For Dhlamini, it’s more than just a personal victory.
It’s about getting universities to acknowledge that former military veterans often didn’t finish school before getting caught up in the pre-1994 political Struggle, were not all integrated into the current security forces, and even now often have no options.
“It tells our military people who are no longer in the military that they can be integrated properly,” he said.
“We have too many military people roaming the streets with knowledge that can be used by third parties. We can’t expect them to do things without education.”
Dhlamini said there were thousands of former members of the ANC’s armed wing Umkhonto weSizwe, the PAC’s Azanian People’s Liberation Army (Apla) and the informal township self-protection units and self-defence units who lived without hope and a future.
“There are thousands of them, angry wherever they are, and we don’t know what they are doing,” he said.
“The military problem of Africa cannot be resolved simply by demobilising soldiers. That’s wars after wars.”
Dhlamini is a former unionist and an Apla veteran who was integrated into the SANDF, where he was a labour adviser.

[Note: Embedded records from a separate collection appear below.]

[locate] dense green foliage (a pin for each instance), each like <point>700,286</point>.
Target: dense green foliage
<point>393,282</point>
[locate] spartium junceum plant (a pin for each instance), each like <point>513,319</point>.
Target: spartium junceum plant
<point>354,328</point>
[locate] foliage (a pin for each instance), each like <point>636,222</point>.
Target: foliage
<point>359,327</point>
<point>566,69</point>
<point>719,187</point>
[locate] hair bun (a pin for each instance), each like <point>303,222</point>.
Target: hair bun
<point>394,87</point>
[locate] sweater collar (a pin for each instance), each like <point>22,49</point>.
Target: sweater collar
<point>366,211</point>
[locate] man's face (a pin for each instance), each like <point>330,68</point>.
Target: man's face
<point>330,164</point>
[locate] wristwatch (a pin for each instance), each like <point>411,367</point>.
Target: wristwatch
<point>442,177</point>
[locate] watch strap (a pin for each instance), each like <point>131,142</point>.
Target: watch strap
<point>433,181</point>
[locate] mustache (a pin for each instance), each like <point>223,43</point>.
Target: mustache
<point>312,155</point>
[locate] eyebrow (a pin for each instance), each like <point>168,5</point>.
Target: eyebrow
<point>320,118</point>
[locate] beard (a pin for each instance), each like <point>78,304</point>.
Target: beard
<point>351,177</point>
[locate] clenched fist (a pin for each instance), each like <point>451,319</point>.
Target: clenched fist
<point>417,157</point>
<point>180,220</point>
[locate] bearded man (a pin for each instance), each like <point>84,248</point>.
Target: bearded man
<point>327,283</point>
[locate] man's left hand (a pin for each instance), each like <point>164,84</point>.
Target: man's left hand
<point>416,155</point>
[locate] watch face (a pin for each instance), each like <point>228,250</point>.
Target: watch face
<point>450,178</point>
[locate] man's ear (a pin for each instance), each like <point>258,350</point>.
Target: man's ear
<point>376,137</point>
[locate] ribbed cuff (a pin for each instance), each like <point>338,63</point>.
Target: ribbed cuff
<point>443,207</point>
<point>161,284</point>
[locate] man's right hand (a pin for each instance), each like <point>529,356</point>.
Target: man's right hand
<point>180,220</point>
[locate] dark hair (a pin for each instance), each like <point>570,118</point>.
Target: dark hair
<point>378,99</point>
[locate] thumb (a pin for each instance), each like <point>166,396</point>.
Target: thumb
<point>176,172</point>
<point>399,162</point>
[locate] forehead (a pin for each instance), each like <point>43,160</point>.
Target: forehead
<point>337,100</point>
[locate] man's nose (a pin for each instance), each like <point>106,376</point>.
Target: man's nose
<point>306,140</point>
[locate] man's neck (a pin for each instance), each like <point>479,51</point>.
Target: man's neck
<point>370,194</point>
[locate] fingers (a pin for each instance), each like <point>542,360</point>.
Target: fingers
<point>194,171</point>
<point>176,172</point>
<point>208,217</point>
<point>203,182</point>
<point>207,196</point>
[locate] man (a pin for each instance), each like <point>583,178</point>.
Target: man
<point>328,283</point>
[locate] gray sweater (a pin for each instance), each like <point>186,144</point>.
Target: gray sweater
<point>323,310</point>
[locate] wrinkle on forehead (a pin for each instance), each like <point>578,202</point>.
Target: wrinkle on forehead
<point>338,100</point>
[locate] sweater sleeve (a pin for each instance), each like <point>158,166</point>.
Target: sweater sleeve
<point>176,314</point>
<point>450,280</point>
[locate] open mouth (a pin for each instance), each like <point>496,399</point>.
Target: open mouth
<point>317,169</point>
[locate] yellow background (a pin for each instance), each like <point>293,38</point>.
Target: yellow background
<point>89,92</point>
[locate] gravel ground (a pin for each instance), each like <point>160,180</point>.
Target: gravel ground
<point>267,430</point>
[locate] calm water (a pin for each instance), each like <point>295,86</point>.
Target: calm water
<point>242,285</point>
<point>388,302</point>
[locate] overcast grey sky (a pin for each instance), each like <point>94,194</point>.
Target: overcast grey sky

He particularly wants to study at the University of Limpopo as he regards it as his political home. “I started recruiting there during the liberation Struggle. The university created a strong background for Apla, so we called it the people’s university,” he said, adding that the university should have been leading the way in enabling former veterans to study.
Applications to the University of Limpopo for next year close on September 29.